En la calma de mi vida, llegó un huracán. No fue uno de esos que anuncian con alertas meteorológicas o que se forman en el horizonte lejano. No. Este huracán se gestó en la quietud de mi rutina, irrumpiendo con la fuerza de un vendaval en mi corazón.
Alessandra. Solo su nombre era un susurro en mi corazón, un eco que resonaba en cada rincón de mi ser. Desde el momento en que la vi, supe que mi mundo ya no sería el mismo. Su sonrisa era un sol radiante en medio de la tormenta, su mirada, un faro en la oscuridad.
Ella era puro fuego, una bomba de emociones que incendiaba todo a su paso con solo rozar sus labios. Cada vez que nos encontrábamos era como un caos delicioso, donde sus risas me volaban la cabeza y su pasión me envolvía como una manta caliente.
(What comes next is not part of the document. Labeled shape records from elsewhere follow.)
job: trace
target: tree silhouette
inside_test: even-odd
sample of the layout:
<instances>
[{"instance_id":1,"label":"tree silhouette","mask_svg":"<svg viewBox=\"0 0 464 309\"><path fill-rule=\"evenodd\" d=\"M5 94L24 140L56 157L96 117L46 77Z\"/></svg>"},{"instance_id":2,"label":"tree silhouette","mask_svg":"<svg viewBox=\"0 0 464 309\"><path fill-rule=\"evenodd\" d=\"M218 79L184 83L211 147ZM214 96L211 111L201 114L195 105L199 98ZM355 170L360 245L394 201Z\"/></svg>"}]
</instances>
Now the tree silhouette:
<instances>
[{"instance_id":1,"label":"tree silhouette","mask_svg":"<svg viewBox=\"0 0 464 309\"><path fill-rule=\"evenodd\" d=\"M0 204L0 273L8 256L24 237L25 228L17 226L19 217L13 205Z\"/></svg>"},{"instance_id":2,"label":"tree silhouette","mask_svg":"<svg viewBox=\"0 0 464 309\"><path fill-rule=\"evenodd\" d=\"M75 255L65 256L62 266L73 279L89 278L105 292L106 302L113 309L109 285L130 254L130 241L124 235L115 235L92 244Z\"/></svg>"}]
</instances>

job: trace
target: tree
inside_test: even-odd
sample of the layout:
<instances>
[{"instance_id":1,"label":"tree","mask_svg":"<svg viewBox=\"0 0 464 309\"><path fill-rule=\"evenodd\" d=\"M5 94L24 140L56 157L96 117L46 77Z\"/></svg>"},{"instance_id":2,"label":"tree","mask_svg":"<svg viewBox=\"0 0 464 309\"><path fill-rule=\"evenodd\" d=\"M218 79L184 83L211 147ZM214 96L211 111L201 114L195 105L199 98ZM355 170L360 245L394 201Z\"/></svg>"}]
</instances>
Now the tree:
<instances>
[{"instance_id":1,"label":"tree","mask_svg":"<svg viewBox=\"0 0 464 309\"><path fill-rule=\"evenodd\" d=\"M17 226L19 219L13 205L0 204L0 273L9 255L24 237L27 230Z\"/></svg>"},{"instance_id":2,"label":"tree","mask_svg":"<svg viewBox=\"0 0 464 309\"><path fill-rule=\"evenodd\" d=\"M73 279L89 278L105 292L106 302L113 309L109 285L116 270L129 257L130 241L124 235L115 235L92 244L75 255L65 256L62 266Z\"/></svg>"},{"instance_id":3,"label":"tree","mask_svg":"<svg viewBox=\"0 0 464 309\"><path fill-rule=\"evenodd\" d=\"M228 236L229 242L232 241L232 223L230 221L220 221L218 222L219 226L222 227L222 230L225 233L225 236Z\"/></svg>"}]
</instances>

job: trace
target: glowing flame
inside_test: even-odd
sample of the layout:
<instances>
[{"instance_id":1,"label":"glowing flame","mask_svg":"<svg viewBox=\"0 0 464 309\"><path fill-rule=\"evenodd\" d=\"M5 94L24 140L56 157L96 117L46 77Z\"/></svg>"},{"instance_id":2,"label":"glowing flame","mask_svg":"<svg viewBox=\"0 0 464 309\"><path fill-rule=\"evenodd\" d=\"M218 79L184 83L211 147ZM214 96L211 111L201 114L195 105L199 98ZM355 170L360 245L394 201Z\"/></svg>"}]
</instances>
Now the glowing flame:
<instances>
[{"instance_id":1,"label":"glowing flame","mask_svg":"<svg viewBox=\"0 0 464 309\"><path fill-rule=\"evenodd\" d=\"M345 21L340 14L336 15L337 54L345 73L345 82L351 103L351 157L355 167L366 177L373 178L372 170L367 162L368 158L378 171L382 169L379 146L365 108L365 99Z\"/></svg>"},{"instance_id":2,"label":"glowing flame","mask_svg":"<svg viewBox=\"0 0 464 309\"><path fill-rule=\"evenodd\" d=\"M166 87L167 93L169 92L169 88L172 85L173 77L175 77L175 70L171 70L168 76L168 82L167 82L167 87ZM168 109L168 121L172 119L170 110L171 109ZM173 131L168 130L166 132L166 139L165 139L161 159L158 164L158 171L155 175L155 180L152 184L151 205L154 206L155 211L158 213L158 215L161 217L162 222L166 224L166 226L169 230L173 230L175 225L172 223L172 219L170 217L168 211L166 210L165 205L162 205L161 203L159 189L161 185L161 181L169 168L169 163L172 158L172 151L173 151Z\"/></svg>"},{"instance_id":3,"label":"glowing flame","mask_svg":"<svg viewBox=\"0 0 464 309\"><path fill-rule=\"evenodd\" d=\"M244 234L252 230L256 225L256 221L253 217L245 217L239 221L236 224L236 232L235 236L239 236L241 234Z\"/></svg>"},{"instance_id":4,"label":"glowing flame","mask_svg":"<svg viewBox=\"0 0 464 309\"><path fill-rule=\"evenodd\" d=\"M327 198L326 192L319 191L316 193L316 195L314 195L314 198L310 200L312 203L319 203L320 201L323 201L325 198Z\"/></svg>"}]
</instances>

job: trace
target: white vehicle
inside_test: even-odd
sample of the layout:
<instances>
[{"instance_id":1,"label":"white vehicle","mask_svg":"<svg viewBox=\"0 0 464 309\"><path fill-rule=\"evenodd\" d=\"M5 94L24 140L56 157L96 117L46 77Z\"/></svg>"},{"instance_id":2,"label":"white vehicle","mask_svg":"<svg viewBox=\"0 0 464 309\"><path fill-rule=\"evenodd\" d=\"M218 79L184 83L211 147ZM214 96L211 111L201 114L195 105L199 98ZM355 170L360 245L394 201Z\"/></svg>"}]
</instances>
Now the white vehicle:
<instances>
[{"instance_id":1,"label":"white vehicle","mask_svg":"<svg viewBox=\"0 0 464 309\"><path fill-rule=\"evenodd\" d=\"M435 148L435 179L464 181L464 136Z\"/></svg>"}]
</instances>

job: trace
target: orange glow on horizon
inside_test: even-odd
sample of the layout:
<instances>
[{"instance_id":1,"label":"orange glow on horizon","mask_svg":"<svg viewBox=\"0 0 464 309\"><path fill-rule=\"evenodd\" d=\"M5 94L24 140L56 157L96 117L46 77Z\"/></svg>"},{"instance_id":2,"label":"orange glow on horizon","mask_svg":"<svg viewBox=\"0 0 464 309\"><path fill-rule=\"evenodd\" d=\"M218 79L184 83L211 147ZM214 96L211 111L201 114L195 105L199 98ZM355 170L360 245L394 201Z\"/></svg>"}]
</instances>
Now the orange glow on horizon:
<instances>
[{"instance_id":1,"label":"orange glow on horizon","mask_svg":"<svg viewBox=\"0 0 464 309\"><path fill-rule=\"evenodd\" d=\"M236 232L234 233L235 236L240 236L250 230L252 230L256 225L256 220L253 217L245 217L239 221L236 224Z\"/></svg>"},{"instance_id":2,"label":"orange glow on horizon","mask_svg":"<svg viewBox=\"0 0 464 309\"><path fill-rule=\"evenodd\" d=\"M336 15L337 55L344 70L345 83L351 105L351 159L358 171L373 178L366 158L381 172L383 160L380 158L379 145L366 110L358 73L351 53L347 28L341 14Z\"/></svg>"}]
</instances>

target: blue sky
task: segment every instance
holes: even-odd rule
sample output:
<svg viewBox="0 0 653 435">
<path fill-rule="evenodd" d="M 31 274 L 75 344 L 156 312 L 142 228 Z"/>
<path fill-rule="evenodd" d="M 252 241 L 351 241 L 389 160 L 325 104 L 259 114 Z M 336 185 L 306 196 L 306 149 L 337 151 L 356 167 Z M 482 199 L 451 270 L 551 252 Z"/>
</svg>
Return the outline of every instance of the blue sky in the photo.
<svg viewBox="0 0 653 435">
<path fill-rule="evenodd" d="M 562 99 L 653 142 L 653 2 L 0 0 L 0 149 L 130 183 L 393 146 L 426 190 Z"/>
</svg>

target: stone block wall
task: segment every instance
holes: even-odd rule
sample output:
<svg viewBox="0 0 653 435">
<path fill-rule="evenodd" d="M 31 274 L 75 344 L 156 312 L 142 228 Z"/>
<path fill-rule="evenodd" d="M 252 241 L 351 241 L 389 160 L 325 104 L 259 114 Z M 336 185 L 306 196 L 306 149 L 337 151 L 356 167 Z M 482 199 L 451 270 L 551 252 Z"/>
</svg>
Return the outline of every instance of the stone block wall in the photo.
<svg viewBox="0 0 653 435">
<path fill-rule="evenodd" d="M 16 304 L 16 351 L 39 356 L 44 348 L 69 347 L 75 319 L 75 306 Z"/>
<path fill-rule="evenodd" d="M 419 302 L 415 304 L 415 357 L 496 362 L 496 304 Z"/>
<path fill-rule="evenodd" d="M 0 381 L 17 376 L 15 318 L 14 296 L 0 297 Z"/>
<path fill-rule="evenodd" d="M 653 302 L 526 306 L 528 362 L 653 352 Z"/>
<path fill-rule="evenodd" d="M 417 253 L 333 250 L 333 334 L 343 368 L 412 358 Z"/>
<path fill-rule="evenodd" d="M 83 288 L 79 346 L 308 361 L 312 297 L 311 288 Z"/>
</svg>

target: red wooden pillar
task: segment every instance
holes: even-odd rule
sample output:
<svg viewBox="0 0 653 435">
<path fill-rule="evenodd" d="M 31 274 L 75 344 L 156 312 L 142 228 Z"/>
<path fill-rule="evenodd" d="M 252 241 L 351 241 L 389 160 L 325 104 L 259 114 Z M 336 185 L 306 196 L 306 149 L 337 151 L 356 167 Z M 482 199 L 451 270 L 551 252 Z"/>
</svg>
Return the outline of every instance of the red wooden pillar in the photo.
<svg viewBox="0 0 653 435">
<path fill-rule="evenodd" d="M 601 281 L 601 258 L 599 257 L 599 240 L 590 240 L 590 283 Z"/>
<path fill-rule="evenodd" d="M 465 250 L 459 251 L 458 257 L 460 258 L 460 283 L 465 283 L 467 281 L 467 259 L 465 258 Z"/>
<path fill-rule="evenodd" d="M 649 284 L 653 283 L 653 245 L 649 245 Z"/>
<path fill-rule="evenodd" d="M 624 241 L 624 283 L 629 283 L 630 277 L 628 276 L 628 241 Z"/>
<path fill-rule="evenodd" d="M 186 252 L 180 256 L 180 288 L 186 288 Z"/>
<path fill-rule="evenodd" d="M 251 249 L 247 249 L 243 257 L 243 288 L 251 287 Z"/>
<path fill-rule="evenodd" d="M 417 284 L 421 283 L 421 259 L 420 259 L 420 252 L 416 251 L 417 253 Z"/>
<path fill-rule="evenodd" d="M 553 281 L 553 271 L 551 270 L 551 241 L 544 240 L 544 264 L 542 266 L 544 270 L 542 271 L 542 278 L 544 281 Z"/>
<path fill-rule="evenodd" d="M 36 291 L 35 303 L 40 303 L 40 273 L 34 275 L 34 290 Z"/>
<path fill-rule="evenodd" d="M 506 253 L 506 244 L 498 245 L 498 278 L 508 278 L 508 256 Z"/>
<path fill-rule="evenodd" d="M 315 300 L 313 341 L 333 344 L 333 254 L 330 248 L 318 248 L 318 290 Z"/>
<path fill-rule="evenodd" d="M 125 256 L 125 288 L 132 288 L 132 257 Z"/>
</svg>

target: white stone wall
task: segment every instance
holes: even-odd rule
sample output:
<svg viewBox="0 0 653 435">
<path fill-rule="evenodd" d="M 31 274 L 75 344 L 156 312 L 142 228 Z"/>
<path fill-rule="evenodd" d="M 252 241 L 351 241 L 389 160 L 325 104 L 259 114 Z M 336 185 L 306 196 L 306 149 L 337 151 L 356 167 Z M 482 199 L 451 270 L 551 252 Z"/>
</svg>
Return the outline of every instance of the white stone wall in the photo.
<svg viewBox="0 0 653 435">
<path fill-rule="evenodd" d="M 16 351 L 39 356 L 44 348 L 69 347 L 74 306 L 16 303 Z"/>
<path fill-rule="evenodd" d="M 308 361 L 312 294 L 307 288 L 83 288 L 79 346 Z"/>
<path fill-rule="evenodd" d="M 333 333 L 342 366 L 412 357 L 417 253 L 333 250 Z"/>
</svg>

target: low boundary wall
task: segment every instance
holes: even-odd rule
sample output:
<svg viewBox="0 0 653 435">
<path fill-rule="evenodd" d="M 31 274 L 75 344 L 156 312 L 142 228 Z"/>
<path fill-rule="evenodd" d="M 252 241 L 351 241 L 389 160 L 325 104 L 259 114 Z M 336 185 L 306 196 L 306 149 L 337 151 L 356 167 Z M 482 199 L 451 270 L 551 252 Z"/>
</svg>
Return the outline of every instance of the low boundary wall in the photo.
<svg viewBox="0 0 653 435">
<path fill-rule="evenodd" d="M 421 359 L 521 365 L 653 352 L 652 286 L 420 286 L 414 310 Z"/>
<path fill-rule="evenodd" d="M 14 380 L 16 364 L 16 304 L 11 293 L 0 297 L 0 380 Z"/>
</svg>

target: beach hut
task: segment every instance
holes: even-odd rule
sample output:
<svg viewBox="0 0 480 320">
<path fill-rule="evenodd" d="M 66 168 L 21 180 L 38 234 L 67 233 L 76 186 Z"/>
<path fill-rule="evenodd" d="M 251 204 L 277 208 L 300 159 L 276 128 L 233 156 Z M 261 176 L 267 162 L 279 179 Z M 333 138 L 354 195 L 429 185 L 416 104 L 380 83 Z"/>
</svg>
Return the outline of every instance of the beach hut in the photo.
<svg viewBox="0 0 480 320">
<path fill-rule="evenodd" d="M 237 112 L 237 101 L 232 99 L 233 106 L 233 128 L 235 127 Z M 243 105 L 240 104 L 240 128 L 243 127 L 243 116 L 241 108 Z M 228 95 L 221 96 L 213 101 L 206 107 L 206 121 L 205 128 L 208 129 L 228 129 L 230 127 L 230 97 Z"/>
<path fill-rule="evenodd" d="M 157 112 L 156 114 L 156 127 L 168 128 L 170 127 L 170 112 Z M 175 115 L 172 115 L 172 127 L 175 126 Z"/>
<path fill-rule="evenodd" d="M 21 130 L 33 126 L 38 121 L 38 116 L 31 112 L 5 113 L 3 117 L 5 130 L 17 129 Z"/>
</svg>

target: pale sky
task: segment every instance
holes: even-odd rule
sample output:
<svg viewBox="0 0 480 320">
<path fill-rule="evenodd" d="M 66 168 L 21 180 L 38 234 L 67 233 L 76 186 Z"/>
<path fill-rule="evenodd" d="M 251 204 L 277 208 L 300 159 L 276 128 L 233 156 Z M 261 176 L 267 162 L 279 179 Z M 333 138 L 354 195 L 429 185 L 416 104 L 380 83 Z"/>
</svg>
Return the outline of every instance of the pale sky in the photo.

Pero así como un huracán puede ser destructivo, también puede ser redentor. Alessandra arrasó con mis miedos, derribó mis barreras y me mostró la belleza de la vulnerabilidad. En su presencia, me sentí libre para ser quien realmente era, sin temor al juicio ni a la tormenta que se desataba dentro de mí.
Ahora, mientras contemplo el horizonte donde el cielo se encuentra con el mar, entiendo por qué los huracanes llevan nombres de personas. Porque Alessandra fue mi huracán, mi fuerza y mi calma en medio de la tempestad.